Тем временем в шестнадцатой палате собралась кучка сестер — они наблюдали, как Дядюшка Джо с разлетающейся, словно у Стоковского[51], белой гривой неистовыми взмахами рук понуждает детей извлекать из своих инструментов все более отчаянную какофонию.
   — Сам-то ровно как ребенок, — растроганно, почти нежно сказала одна из них.
   Другая, явно с литературными наклонностями, сообщила, что это напоминает ей сцену из Диккенса «Как высчитаете?» — требовательно осведомилась она у Джереми.
   Тот нервно улыбнулся и сделал неопределенное, уклончивое движение головой, которое можно было истолковать как кивок.
   Третья, более практичная, пожалела, что не захватила с собой «кодак». Неофициальный снимок президента «Консоль ойл», Калифорнийской корпорации «Земля и недра», Тихоокеанского банка, «Кладбищ Западного побережья» и т. д., и т. д… Она отбарабанила названия главных предприятий Стойта не без иронии, но и со смаком, как убежденный легитимист, обладающий чувством юмора, мог бы перечислять титулы испанского гранда. За такую фотографию газеты дали бы хорошие деньги, уверяла она. И в подтверждение своим словам принялась объяснять, что у нее есть дружок, который работал с рекламной фирмой, и уж он-то знает, а ведь всего неделю назад он говорил ей, что…

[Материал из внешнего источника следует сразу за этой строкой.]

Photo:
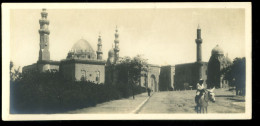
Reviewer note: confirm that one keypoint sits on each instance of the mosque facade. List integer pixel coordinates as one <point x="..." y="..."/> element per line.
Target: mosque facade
<point x="83" y="63"/>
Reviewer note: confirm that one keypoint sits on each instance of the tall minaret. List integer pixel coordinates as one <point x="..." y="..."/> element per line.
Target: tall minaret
<point x="44" y="32"/>
<point x="198" y="41"/>
<point x="99" y="50"/>
<point x="116" y="49"/>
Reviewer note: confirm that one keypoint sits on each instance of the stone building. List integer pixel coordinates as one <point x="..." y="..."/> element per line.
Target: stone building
<point x="217" y="62"/>
<point x="83" y="63"/>
<point x="150" y="79"/>
<point x="44" y="63"/>
<point x="187" y="75"/>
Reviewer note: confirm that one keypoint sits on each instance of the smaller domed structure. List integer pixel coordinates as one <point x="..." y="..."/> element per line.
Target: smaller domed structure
<point x="111" y="53"/>
<point x="217" y="51"/>
<point x="82" y="50"/>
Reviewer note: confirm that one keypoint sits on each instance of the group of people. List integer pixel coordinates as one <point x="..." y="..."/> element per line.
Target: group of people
<point x="199" y="87"/>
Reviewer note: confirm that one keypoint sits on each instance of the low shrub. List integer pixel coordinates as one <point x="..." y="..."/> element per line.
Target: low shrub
<point x="50" y="93"/>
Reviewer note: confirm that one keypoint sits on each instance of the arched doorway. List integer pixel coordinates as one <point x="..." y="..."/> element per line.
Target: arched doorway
<point x="153" y="84"/>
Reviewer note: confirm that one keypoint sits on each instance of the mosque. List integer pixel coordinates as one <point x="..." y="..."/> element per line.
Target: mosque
<point x="83" y="63"/>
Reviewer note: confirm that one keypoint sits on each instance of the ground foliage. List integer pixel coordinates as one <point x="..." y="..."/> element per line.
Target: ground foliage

   Когда Стойт выходил из больницы, его бугристое лицо все еще лучилось довольством и доброжелательностью.
   — Поиграешь с детишками, и так на душе славно, — то и дело повторял он Джереми.
   От дверей больницы к дороге вела широкая лестница. У ее подножия ждал голубой «кадиллак» Стойта. Рядом с ним стоял другой автомобиль, поменьше, — когда они приехали, его здесь не было. Как только Стойт увидел чужую машину, его сияющее лицо омрачилось подозрением. Похитители детей, шантажисты — все может быть. Рука его опустилась в карман. «Кто там?» — заорал он так громко и свирепо, что Джереми на миг испугался, уж не спятил ли он ни с того ни с сего.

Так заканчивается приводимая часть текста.